TAO L HOLDINGS: Members Receive Wind-Up Report
----------------------------------------------
The members of Tao L Holdings, Ltd. received on Jan. 21, 2016, the
liquidator's report on the company's wind-up proceedings and
property disposal.

The company's liquidator is:

          Nicola Cowan
          DMS Corporate Services Ltd.
          Telephone: (345) 946 7665
          Facsimile: (345) 949 2877
          dms House, 2nd Floor
          P.O. Box 1344 Grand Cayman KY1-1108
          Cayman Islands


TE CALEL: Shareholders Receive Wind-Up Report
---------------------------------------------
The shareholders of Te Calel Investors, Ltd. received on Jan. 14,
2016, the liquidator's report on the company's wind-up proceedings
and property disposal.

The company's liquidator is:

          Walkers Liquidations Limited
          Cayman Corporate Centre
          27 Hospital Road, George Town
          Grand Cayman KY1-9008
          Cayman Islands
          Telephone: +1 (345) 949 0100


TE CALEL PORTFOLIO: Shareholders Receive Wind-Up Report
-------------------------------------------------------
The shareholders of Te Calel Portfolio, Ltd. received on Jan. 14,
2016, the liquidator's report on the company's wind-up proceedings
and property disposal.

The company's liquidator is:

          Walkers Liquidations Limited
          Cayman Corporate Centre
          27 Hospital Road, George Town
          Grand Cayman KY1-9008
          Cayman Islands
          Telephone: +1 (345) 949 0100


===================================
D O M I N I C A N   R E P U B L I C
===================================


DOMINICAN REP: No New Trade Pacts Until Old Ones are Reviewed
-------------------------------------------------------------
Dominican Today reports that Inter-American Businesses Association
(Asine) President Leonel Castellanos said the Dominican Republic
must reformulate its foreign trade policy in the heels of what he
calls unfavorable results from the free trade agreements inked
with other Central American and Caribbean nations.

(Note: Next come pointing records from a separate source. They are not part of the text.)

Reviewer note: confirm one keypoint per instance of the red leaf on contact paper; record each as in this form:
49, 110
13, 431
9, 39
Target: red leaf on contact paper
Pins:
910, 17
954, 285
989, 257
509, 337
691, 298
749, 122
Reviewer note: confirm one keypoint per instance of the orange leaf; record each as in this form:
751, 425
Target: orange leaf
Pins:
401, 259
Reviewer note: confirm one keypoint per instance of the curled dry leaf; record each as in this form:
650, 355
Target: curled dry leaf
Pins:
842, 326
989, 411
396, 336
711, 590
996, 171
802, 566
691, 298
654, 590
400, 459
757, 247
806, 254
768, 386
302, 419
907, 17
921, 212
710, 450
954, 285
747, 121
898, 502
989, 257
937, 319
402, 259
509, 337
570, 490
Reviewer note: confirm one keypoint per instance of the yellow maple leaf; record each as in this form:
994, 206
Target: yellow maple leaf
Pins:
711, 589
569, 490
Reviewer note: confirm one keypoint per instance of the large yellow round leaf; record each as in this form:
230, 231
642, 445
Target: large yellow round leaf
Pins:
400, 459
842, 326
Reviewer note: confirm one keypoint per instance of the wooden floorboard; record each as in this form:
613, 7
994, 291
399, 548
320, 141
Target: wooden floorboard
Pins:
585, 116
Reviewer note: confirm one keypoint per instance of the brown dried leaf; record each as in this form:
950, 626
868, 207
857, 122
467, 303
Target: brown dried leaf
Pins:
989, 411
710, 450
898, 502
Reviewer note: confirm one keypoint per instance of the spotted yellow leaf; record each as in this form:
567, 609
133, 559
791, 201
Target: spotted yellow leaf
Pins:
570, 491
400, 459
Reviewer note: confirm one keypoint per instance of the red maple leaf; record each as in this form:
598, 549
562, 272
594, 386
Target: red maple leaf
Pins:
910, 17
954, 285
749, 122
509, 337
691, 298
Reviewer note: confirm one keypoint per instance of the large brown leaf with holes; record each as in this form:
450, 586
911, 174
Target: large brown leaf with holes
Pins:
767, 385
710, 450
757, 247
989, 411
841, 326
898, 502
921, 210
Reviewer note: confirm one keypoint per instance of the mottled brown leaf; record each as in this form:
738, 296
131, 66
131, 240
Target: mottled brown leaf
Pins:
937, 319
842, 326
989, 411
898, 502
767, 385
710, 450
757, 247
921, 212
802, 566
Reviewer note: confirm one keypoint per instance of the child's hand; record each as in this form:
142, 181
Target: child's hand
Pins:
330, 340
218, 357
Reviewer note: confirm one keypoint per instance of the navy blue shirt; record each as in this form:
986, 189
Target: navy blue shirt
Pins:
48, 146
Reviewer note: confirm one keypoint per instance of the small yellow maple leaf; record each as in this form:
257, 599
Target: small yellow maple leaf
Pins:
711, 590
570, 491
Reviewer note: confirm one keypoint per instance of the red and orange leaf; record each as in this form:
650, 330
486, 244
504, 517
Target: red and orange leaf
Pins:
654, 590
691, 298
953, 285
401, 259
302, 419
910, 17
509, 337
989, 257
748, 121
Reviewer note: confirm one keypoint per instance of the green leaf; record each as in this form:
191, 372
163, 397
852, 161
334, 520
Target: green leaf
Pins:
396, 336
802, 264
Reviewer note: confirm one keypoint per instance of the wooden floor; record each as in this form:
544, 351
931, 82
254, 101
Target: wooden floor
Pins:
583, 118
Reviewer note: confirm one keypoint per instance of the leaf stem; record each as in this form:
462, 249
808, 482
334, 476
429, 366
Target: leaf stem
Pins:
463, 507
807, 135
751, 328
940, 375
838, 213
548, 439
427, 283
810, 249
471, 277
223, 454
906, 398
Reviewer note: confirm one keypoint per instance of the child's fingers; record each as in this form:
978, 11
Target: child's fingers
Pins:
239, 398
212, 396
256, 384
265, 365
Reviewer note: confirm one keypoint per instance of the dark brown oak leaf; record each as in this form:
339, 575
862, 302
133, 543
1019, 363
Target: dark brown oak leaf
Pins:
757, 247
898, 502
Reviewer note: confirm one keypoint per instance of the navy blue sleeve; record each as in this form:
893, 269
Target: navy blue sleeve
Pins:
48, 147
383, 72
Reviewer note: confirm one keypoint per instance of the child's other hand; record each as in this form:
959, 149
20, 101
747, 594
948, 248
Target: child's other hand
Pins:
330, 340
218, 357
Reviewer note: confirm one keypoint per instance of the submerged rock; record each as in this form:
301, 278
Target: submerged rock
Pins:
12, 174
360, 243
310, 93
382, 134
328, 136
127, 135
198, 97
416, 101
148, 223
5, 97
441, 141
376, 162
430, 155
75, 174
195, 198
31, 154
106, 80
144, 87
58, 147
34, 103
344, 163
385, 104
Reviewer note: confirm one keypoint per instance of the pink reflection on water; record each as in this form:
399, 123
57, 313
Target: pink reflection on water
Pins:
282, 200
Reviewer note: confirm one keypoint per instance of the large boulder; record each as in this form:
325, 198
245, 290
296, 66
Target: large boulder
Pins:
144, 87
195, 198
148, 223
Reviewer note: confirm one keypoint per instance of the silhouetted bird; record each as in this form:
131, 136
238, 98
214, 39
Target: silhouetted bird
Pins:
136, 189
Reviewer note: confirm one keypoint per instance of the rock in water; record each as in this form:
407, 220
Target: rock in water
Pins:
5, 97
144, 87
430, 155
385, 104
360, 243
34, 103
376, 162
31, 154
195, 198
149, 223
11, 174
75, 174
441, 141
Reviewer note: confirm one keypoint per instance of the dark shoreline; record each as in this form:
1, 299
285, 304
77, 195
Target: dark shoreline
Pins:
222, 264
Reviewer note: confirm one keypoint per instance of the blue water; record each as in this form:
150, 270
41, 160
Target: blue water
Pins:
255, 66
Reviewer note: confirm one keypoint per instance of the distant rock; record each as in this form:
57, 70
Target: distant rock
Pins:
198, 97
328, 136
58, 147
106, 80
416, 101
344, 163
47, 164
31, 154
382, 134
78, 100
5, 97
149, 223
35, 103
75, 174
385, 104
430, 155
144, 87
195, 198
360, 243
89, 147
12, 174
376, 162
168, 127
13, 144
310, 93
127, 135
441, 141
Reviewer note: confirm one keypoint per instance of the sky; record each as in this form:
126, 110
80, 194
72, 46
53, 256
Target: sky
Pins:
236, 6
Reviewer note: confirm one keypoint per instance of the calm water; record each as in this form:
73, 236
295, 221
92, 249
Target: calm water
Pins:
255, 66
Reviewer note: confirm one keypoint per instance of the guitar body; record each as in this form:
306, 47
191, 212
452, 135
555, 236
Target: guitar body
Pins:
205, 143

Mr. Castellanos supports the positon by the Haina Industries and
Companies Association, which opposes entering into more free trade
pacts until the country reviews those it already signed, according
to Dominican Today.

The report notes that Mr. Castellanos, interviewed by newspaper
Hoy, said Dominican Republic's trade balance is still unfavorable
because the country lacks a foreign trade policy that promotes
exports and makes productive sectors competitive compared with its
rivals, despite similar economies.

Mr. Castellanos said it's a "shame" the country has a trade
deficit with other nations despite having posted the highest
economic growth in the Latin American region, the report relays.
"That forces us to examine ourselves within," Mr. Castellanos
added.

Among the factors Mr. Castellanos says make the country
uncompetitive the business leader listed  problems of transport, a
failed electricity service, expensive fuels, obsolete Labor Code
and the lack of regulation to verify the quality of products
entering the country, the report says.

As reported in the Troubled Company Reporter-Latin America on
Dec. 3, 2015, Fitch Ratings affirmed the Dominican Republic's
long-term foreign and local currency Issuer Default Ratings (IDRs)
at 'B+'.  The Rating Outlooks on the long-term IDRs are revised to
Positive from Stable. The issue ratings on the Dominican
Republic's senior unsecured foreign and local currency bonds are
affirmed at 'B+'. The Country Ceiling is affirmed at 'BB-' and the
short-term foreign currency IDR at 'B'.


===========
M E X I C O
===========


COBRE DEL MAYO: Moody's Affirms Ca CFR; Outlook Stable
------------------------------------------------------
Moody's Investors Service has affirmed Cobre del Mayo, S.A. de
C.V.'s Ca Corporate Family Rating.  The affirmation follows the
completion and settlement of the company's tender offer for its
USD 217 million, 10.75% senior unsecured global notes due in 2018.
The outlook is stable.

                         RATINGS RATIONALE

The affirmation of Cobre del Mayo's Ca rating reflects the
settlement, on Feb. 9, 2016, of the tender offer for its USD 217
million notes due 2018.  The exchange resulted in the retire of
around 95% of the total outstanding amount, in which bondholders
of the notes consented and tendered faced a 45% loss.  Given the
significant discount to par, Moody's considered the transaction as
a distressed exchange and an event of default.  The new notes are
senior secured obligations due in 2021.  In addition to the USD
113 million related with the tender offer, Cobre del Mayo also
converted around USD 18 million in accrued interests and a loan
from shareholders into the 2021 notes.  Therefore, Moody's
estimates that some USD130 million are now outstanding under the
2021 senior secured notes.  Additionally, the company still has
about USD 11.8 million in remaining notes due 2018.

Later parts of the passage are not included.